Loret’s, Mudder’s and a dozen more muddied brown eyes and wide, white teeth flashed at us, and the brother, Bruddy, stepped forward, his shy smile softening the square of his jaw as he held out his hand in welcome—first to Sid, then to me. Mudder come behind him, holding out her hand, and then Fudder, and Loret, and then the youngsters were swarming around, each trying to gain a spot in front of me or Sid, and staring curiously at Josie, who was still trying to hide behind my back.
“Now listen up, everyone,” Fonse ordered, tweaking one of the older ones on the ear and boxing at another. “There’s lots to say and do, but the important thing is—today we’re goin’ to have a weddin’, right here in the garden.”
“A weddin’!” Loret exclaimed.
“Yup, a weddin’,” Fonse repeated, looking towards me and Sid. “Sid and Kit is gettin’ married.”
A babble of excited shrieks went up and I stared incredulously at Fonse.
“Married!”
The choked sound must’ve been mine, because suddenly the sea of muddied eyes was swamping over me.
Fonse groaned towards Sid.
“Good Lord, man, haven’t you asked her yet?”
A smaller groan from Sid, then he was grabbing at my hand and pulling me towards an old shed, canopied beneath a grove of lilac bushes. Josie started to run after us, but Fonse caught her by the hand and pulled her back.
“Best you stay with us, Josie,” he coaxed. “Look, see the big freckle on Georgie’s back? Georgie, haul up your shirt and show Josie your big freckle.”
A wail of protest followed after us from Georgie. Then Sid pulled me up short in front of the shed.
“Married! Sid … ”
“I’m sorry, Kit, I meant to ask you up in the gully. And, well then I thought perhaps it would be better in the boat. But then … ahh, I figured I wouldn’t tell you … ”
“Did you think I wouldn’t find out?” I asked with some wonder.
He grinned.
“If it could’ve been done that way.”
I threw up my arms, helplessly.
“We can’t get married! It’s … it’s … ”
“It’s the only thing left for us,” he said urgently, clasping hold of my arms. “Look here.” He pulled a white sheet of folded paper out of his pocket. “It’s a marriage licence. Fonse helped me get it in St. John’s before we came down. It’s all set.”
“But … ”
“First, listen, Kit. The reverend leaves for St. John’s first thing in the morning to meet me.

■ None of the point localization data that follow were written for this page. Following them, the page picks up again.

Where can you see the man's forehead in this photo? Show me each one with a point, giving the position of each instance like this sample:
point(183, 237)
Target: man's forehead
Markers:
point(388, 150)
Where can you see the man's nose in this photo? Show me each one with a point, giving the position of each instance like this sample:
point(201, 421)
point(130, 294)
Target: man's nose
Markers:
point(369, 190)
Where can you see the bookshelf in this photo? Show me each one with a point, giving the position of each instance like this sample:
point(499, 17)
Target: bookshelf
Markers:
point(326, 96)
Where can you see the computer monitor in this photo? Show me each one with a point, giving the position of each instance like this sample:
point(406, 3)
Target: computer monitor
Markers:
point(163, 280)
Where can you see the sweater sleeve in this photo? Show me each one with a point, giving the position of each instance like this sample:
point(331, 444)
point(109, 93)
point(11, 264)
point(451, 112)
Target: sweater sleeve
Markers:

He plans on setting me up in the university straightaway to keep me away from you. Now,” he said as his hands tightened, “do you want me to go away without you, again?”
I closed my eyes and tried to feel what was right, but all I could feel was the warmth of Sid’s hands as he squeezed them around mine, and the sweet sour smell of his breath fanning my face.
“No! No, I don’t want you to go away again, but … ”
“But, how else are we going to be together? I can’t live at home, again. There’s only you, and I can’t very well move in, unless … ” He stared at me expectantly.
“Unless we gets married,” I half whispered.
“That’s right,” he whispered back. “Then we can do what we want. Fonse has a fishing boat. He’s asked me to work with him and his brother, Bruddy. We could live here in the cove. Build a life.”
“Fishin’?”
“Yeah, fishing. But, we’ve got to get back this evening. Else, in the morning he’ll be leaving to catch the train … ”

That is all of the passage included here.